As part of the agency revamp, former Children Services Director Shannon Glendon shifted over as director of JFS; her $113,669 salary is unchanged. Dierling was elevated from Children Services administrator to director and Child Support Enforcement Agency Assistant Director Narka Gray was promoted to a directorship position. Their salaries will go up to $100,880, a $13,853 increase for Dierling and $6,303 for Gray.

Gilbert said Dierling was an easy choice “for this really important role” given her 30 years of experience at the agency and strong leadership skills over the intervention department and also recently stepped in to oversee the ongoing units, “she had quite the heavy lift.”

“She has the proven ability to guide teams, make informed decisions, make all the tough decisions with confidence,” Gilbert said.

Dieling, 56, said she has worked in several units throughout the agency which gives her a unique perspective. She said they can’t work in “silos” because the system is essentially a process.

Children are removed from their homes for a variety of reasons and each unit within the agency has a different responsibility but she said she is a big believer — and has operated that way as a supervisor — in interconnectivity.

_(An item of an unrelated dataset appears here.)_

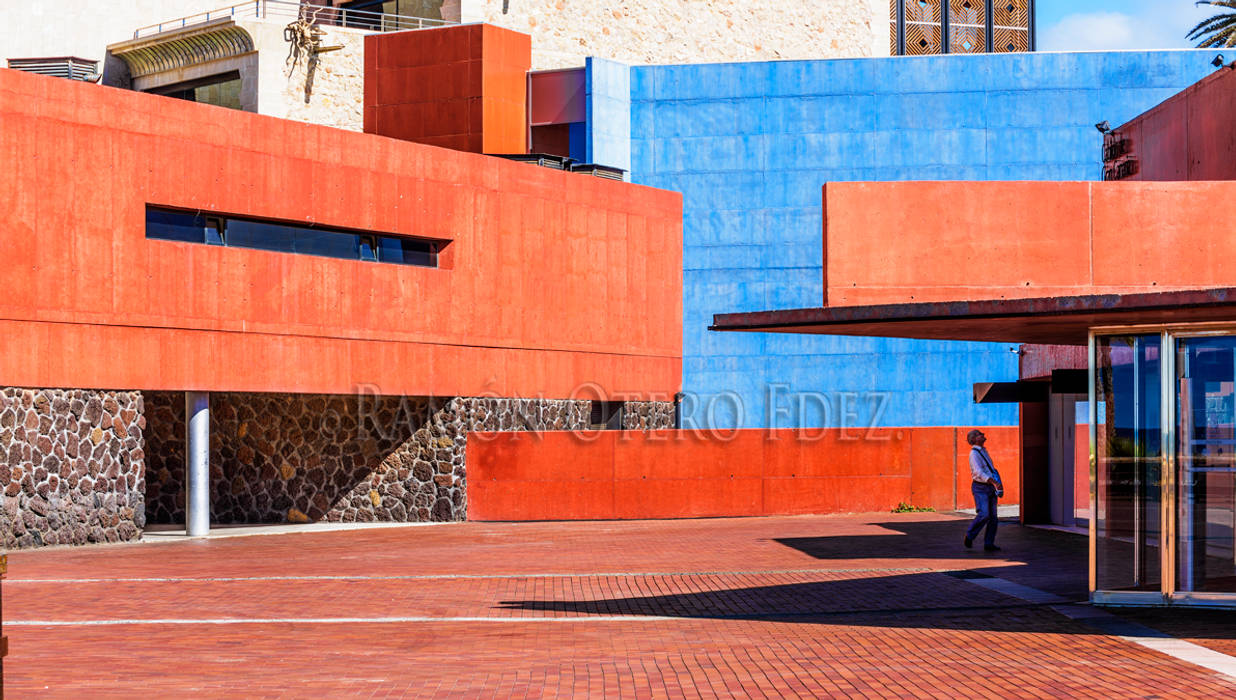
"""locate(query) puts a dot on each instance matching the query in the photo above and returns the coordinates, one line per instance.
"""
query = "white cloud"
(1150, 24)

She said she and the other administrators were in constant contact on cases “so we could pull in the perspectives of other people, like people that have cases on the back end, what is your perspective when we’re making these decisions on the front end.”

“That really drives me to this day, just making sure the children are connected to their families as best as we can allow that and when it’s safe, and that our staff our connected within their units and within their departments and within the whole,” she said. “Understanding how these early decisions impact children later on, we’re not just looking at today, that’s part of the decision-making but it’s also where is this child going to be six months from now and a year from now.”

Dierling has five children of her own, three have graduated from college and started their careers and two are still in college. She said she was pondering what she’d do when she eventually retired and decided to go to law school at night at the Salmon P. Chase School of Law at Northern Kentucky University. She is about half-way to her degree.

“It’s been really helpful here too,” she said. “Just the critical thinking and learning different things about the law, I took a class on juvenile justice, we get a lot of teenagers here so just trying to find ways it can impact my job here.”

Gilbert said they made Dierling the acting director at first so they had time to “ensure it was a good fit for us and for her.”

Gilbert was promoted two months ago, fulfilling a promise the commissioners made to leaders from the various jurisdictions countywide to hire — Gilbert received a $17,117 raise bringing her salary up to $142,000 — someone who can marshal resources to help the homeless situation.